Dávid Baróti Szabó (10 April 1739 – 22 November 1819) was a Hungarian Jesuit priest, poet, writer and linguist.

==Early life==
Born into a noble Szekler family from Transylvania, he entered the Jesuit order in 1757 in Székelyudvarhely (today Odorheiu Secuiesc in Romania), then studied and taught in different places in then-Hungary (Trencsén, Szakolca, Székesfehérvár, Nagyszombat, Kolozsvár, Eger) until his ordination as a priest in 1770 in Kassa (now Košice in Slovakia). He was a teacher at Nagyvárad high school (today Oradea in Romania), then finished his spiritual formation ("third year") in Besztercebánya (today Banská Bystrica in Slovakia). After the dissolution of the Jesuit order in 1773, he taught at Komárom, then from 1777 to 1799 at Kassa, and then retired to his former pupil Benedek Pyber, at Virt in the county of Komárom, having obtained from Emperor Francis I a pension of 600 Austrian guilders as a reward for his literary activities.

==Work==
In Kassa, in 1788 he launched and edited with Ferenc Kazinczy and János Batsányi the first literary periodical published in the Hungarian language, the Magyar Museum.

He was one of the poets of the "national" Hungarian movement of the nobility (nemesi-nemzeti), defending the Hungarian language and customs and praising Hungarian bravery (virtus), without however taking part in the movement of the Hungarian Jacobins of 1794 who opposed the conservative absolutism of Emperor Francis I, as did his younger friends Kazinczy and Batsányi who were arrested and sentenced.

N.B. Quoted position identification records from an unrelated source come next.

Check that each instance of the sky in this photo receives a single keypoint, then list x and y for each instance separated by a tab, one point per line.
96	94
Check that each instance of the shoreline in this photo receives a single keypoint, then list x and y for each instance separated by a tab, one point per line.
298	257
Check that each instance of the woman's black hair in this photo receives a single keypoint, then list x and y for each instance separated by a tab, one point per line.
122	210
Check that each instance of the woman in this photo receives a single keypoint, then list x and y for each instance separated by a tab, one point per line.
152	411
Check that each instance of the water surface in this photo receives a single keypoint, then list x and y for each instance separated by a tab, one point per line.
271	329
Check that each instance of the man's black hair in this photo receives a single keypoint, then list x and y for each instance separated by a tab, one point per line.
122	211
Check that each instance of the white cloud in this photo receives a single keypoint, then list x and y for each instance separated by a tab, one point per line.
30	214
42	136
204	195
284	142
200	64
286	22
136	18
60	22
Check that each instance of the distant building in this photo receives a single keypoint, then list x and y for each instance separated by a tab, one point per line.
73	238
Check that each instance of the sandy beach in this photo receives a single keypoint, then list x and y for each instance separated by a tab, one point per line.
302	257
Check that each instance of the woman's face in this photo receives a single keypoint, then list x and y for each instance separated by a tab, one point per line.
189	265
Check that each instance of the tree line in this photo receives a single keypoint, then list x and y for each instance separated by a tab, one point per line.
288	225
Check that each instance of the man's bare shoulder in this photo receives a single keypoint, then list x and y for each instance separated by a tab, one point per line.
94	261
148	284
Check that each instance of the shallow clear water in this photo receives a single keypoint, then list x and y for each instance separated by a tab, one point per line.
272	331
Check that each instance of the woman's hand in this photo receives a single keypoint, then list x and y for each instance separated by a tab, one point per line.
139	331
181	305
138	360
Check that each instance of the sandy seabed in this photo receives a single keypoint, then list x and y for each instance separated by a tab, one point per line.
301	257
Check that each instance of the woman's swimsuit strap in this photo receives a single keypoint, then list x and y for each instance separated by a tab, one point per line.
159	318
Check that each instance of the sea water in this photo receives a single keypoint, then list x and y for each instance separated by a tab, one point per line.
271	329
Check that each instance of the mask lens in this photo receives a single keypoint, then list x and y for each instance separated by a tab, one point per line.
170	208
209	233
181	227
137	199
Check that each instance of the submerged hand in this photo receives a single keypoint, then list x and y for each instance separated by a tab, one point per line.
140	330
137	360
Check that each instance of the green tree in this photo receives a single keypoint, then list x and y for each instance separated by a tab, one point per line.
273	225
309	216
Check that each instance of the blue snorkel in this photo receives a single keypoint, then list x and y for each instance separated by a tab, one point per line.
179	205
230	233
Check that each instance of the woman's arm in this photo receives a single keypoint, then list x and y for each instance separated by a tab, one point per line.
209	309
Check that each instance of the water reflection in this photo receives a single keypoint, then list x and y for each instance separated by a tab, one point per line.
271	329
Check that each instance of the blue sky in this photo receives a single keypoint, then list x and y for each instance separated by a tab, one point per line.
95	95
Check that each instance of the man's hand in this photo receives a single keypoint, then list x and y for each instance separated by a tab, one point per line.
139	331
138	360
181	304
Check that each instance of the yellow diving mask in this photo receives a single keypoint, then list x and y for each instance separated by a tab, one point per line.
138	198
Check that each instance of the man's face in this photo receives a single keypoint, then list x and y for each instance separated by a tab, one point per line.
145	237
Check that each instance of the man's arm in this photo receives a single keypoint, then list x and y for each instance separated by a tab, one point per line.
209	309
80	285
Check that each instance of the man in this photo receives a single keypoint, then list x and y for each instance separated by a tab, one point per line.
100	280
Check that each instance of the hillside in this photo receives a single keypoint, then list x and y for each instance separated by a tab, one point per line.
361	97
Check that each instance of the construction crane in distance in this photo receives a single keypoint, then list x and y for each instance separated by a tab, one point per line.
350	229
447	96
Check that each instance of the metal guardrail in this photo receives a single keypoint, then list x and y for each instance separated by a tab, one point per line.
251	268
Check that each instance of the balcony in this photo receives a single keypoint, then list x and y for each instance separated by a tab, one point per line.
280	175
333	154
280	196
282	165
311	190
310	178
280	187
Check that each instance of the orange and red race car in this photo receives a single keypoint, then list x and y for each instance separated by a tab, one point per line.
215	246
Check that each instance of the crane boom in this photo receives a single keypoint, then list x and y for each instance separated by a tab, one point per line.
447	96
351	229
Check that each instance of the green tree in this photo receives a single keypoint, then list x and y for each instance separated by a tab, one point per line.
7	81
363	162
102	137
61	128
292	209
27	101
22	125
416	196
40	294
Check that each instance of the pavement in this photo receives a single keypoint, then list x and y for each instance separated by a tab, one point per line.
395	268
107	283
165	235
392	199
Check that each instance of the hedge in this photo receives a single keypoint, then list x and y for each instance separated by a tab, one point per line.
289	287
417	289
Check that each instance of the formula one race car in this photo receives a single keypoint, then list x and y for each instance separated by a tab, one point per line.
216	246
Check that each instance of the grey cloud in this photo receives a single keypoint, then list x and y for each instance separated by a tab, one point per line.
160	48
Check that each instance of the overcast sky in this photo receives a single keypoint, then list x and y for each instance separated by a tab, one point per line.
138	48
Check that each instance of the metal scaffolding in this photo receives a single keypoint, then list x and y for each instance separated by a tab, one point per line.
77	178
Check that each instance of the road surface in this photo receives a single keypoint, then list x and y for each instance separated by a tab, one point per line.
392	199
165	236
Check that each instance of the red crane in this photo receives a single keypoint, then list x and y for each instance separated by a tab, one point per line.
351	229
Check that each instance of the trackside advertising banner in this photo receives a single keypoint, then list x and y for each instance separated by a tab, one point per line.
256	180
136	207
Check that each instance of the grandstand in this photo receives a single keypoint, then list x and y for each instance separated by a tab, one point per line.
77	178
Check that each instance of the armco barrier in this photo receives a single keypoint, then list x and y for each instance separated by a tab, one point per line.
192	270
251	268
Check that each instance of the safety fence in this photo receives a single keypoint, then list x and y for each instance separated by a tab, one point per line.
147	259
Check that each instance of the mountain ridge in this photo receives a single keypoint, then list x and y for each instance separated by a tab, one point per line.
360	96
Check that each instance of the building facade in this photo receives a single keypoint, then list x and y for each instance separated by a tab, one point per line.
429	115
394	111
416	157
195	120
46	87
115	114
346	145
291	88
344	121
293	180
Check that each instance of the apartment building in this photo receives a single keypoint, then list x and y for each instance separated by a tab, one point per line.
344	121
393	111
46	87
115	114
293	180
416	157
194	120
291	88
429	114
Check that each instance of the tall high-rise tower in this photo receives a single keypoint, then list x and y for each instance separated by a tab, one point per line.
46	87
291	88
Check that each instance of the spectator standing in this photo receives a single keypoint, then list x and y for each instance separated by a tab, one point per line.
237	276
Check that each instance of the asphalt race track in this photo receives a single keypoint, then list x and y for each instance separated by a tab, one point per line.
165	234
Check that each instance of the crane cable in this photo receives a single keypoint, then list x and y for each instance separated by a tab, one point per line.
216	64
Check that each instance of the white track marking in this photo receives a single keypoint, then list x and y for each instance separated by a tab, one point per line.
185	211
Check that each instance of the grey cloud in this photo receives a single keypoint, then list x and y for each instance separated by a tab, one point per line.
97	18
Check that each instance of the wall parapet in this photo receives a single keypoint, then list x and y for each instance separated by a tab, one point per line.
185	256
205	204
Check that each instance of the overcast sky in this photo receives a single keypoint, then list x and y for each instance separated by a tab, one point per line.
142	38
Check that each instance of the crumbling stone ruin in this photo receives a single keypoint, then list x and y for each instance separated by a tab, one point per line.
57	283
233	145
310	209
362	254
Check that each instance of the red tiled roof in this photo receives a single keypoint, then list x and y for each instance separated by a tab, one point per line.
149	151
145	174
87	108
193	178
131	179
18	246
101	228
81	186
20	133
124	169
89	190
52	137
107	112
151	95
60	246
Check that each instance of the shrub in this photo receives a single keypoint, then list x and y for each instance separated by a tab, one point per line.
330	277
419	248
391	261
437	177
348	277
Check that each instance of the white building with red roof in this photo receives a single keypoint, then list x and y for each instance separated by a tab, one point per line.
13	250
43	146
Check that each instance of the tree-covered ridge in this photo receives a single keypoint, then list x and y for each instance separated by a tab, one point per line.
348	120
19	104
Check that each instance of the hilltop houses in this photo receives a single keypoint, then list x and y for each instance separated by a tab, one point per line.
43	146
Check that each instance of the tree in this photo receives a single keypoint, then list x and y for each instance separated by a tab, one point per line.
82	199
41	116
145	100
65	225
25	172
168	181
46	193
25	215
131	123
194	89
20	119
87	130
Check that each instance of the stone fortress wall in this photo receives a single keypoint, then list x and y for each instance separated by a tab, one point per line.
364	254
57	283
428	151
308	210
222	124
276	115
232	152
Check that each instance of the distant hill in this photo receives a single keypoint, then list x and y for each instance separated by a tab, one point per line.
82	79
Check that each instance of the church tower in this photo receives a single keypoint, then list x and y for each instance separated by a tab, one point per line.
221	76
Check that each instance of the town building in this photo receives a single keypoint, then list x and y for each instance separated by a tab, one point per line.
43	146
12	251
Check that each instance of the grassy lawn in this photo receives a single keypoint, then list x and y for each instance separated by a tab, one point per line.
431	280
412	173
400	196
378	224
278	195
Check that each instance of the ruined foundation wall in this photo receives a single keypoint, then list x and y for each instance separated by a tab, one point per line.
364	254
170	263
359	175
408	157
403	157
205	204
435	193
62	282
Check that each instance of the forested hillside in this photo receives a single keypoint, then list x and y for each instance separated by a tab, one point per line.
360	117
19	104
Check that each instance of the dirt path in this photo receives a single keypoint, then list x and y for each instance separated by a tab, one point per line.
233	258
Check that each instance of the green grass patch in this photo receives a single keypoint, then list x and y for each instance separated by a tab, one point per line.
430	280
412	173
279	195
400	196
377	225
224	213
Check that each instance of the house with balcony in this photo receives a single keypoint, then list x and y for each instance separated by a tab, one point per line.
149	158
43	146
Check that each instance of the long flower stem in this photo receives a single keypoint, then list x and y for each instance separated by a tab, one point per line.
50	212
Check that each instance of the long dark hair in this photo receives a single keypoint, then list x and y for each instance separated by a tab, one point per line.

He is also one of those who, at the end of the 18th century, introduced metrical versification into Hungarian poetry, based on the long and short syllables of Hungarian, following the example of Greek and Latin versification. He participates in the movement of revival of the Hungarian language (nyelvújítás), and sought to refresh the poetic language by the use of dialectal words and lexical creations. His poetry is actually less significant and less famous than his role as a pioneer of poetic language and form, which led to the possibilities exploited by early 19th-century poets like Dániel Berzsenyi and Mihály Vörösmarty.

His main works are:

- Új mértékre vett külömb verseknek három könyvei [“Poems separated in new meter, in three books”], Kassa, 1777;
- Ki nyertes az hang-mérséklésbenn? ["Who wins for prosody ?"], Kassa, 1787;
- Baróti Szabó Dávid költeményes munkáji ["Poetic work of Dávid Baróti Szabó"], Kassa, 1789;
- Orthographia és grammatikabéli észrevételek a magyar prozódiával együtt ["Remarks on spelling and grammar, as well as Hungarian prosody"], Komárom, 1800 – two works resulting from the controversy over language and versification (in which he opposes József Rájnis and Miklós Révai);
- Magyarság virágai ["Hungarian flowers"], Komárom, 1803;
- Virgilius Aeneiss ["The Aeneid of Virgil"] — poetic translation in Hungarian, vol. 1: Vienna, 1810, and vol. 2 with Eclogák ["The Eclogues"]: Pest, 1813.